Before Sharpe could answer, someone barreled through the door and replied to Pyle, “Come on, Sergeant, when's the last time you guys washed that table?” He went to Sharpe and introduced himself as Lieutenant Daniel Brannan.
“Yes, Irish are you?” Richard guessed that Pyle had gotten Brannan out of bed.
“American Irish. All Paddy and proud of it. Understand you're with the FBI, former Scotland Yard man. I suppose I should be impressed, a man of your caliber snooping about a two-year-old case in this fucking hole. My case, by the way.”
“I'm quite aware of that much. There've been two similar killings since Louisa Childe, and we're attempting to determine—”
“If they be related, sure. It's that Milwaukee business, isn't it? What's his name? That black guy, Darwin Reynolds? He put you up to this, didn't he?”
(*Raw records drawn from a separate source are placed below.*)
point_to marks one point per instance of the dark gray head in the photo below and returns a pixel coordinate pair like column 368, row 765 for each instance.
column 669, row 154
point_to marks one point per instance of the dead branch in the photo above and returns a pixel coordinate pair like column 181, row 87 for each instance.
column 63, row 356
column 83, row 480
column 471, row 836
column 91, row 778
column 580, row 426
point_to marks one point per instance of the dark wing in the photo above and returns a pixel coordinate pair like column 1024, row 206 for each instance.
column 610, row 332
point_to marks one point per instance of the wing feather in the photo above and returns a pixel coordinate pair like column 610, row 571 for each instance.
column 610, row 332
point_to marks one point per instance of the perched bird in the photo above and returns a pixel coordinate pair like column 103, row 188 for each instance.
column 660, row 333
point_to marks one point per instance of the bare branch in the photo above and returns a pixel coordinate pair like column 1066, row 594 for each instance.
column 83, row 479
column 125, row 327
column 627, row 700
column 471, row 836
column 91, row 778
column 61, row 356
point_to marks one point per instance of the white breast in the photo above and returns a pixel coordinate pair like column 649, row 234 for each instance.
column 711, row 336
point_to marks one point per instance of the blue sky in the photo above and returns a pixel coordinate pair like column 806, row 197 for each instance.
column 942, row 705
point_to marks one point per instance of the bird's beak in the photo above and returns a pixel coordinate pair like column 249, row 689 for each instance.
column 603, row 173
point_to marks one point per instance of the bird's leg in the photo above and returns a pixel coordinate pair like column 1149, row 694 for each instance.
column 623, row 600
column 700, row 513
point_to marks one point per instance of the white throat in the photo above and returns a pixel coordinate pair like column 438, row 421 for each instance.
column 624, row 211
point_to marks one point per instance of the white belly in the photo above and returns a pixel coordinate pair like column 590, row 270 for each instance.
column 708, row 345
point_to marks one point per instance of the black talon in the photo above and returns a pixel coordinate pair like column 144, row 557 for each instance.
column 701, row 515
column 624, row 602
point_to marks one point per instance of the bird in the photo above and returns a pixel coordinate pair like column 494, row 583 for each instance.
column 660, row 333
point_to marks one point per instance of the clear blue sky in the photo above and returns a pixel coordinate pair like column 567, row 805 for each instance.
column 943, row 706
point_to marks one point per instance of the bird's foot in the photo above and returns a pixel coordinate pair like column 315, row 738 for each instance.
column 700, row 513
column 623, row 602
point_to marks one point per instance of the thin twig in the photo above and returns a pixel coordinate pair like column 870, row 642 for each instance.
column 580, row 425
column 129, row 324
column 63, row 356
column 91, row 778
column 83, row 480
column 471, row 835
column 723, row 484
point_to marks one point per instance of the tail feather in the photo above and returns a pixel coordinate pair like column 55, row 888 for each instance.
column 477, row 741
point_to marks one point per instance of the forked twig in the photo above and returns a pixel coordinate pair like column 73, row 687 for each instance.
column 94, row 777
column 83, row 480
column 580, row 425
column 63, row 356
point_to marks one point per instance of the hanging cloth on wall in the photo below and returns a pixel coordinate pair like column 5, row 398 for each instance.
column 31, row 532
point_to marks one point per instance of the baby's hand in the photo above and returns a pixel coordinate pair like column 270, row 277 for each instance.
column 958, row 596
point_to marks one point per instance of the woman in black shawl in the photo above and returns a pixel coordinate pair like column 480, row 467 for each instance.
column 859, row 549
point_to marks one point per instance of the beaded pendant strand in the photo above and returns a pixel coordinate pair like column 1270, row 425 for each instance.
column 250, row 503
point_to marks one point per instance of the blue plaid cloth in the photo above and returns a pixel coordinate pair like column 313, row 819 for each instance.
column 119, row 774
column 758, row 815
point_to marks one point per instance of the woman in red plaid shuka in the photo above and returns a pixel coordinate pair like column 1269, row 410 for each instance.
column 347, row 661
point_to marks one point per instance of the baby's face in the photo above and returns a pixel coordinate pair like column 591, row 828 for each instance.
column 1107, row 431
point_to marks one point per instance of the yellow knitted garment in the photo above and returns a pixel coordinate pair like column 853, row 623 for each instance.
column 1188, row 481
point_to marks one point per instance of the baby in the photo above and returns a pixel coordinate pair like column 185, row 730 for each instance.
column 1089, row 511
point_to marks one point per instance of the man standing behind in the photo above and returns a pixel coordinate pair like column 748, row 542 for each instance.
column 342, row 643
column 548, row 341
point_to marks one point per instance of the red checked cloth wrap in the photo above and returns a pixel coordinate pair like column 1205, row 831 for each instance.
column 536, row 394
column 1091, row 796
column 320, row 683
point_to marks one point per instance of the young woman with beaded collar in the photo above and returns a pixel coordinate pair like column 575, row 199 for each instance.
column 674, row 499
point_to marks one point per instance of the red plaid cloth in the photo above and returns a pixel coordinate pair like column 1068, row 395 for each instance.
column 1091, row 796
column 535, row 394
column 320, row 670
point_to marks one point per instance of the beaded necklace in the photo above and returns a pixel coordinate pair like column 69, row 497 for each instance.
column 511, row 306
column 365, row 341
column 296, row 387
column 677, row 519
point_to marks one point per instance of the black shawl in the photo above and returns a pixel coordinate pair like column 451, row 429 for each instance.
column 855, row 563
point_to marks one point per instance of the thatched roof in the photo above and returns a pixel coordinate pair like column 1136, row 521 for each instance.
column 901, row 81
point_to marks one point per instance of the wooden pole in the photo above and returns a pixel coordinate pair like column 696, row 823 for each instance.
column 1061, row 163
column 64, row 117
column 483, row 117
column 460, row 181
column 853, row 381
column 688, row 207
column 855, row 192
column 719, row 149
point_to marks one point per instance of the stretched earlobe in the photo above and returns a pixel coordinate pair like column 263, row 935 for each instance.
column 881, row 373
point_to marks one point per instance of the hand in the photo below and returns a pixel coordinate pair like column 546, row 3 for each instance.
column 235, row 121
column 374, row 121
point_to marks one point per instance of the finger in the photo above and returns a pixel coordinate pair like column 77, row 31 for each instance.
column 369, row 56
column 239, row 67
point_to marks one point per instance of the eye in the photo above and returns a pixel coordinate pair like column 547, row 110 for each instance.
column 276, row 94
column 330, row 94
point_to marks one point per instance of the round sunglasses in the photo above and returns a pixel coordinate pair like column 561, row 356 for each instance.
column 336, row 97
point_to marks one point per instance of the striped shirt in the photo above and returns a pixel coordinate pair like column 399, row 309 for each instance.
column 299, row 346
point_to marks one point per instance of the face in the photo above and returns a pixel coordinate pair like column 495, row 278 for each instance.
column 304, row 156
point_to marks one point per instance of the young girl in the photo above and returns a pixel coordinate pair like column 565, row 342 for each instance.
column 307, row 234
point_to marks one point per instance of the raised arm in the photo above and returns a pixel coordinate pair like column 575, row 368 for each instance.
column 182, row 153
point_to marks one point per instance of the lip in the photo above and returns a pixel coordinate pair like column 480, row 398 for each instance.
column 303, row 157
“In a round-robin way, yes. I got it through an FBI medical examiner, an associate.”
“Does Reynolds really have anything? I mean, if I thought there was something to it... Well, does he?”
“Quite possibly, yes.” Richard turned back to examine the blood spatters on the overalls. “These blood spatters have a story to tell,” he said to Brannan.
“The M.E. didn't think it helpful since all the blood belonged to the victim.”
“Look here.” Sharpe carefully tucked the shirt into the overalls, recreating how they were worn. He then pointed with a pen to an area about the chest and the overall straps. “From what I know of blood spatter evidence, it appears that a spray of blood on the shirt matches up with blood along the straps, all about the chest area.”
“Yeah, I see what you mean.”
“The size of the shirt and pants give us some indication of the killer's size.”
“That much is in both my report and the M.E.'s protocol.” Brannan shrugged to emphasize this point.
“If these spatters had come as a result of the first blow to the victim's head, it means th
e victim had been facing her killer at the time, and that he stood over her, a taller person by at least a head. How tall was Louisa Childe?”
“I don't recall.”
“Perhaps your partner, George Freeman, would know.”
“George died in the line of fire a year ago come October. A drug bust.”
“In sleepy little Millbrook? Sorry... I know how it is... losing a partner.”
Sharpe rifled through the paperwork and found the answer to his question. “Five-seven, so that puts her killer at perhaps six or six-two if I'm right about the trajectory of the blood.”
“Six, six-two... Wow, Agent Sharpe, that really narrows the search,” Brannan said with a smile.
“Death-row inmate Robert Towne in Oregon is five-eleven.”
“Reynolds did put you up to this.”
Sharpe ignored this. “Look here,” he said, pointing at the overalls again. “From the matted blood on the legs and stomach area, her killer appears to have straddled her backside when he cut into her and she bled out, the jeans absorbing it at the crotch.”
“You're pretty sure of yourself, Sharpe, but that was all determined years ago, and it didn't help us then anymore than it helps us now. And it's not going to get Robert Let's-All-Cry-Tears-For-Towne gettin' off death row.”
Sharpe understood Brannan. No cop wanted a cold case of his reopened, because it also reopened wounds in him. Every detective who could not solve a case went away from it limping inwardly and invisibly scarred. Brannan was more than merely touchy on the subject; he was defensive.
Sharpe asked point-blank, “I'd like to know if the glass fragments yielded any DNA evidence whatsoever.”
“You think they'd be dumped in Pyle's dungeon in this box if they had anything to tell us? M.E. found no usable sample, not even a partial print, all wiped clean.”
“What about the other evidence found in the trash bag? Where do I go to have a look at it, and who do I talk to?”
“Perishable evidence is at the crime lab, across town. I'll get you there.”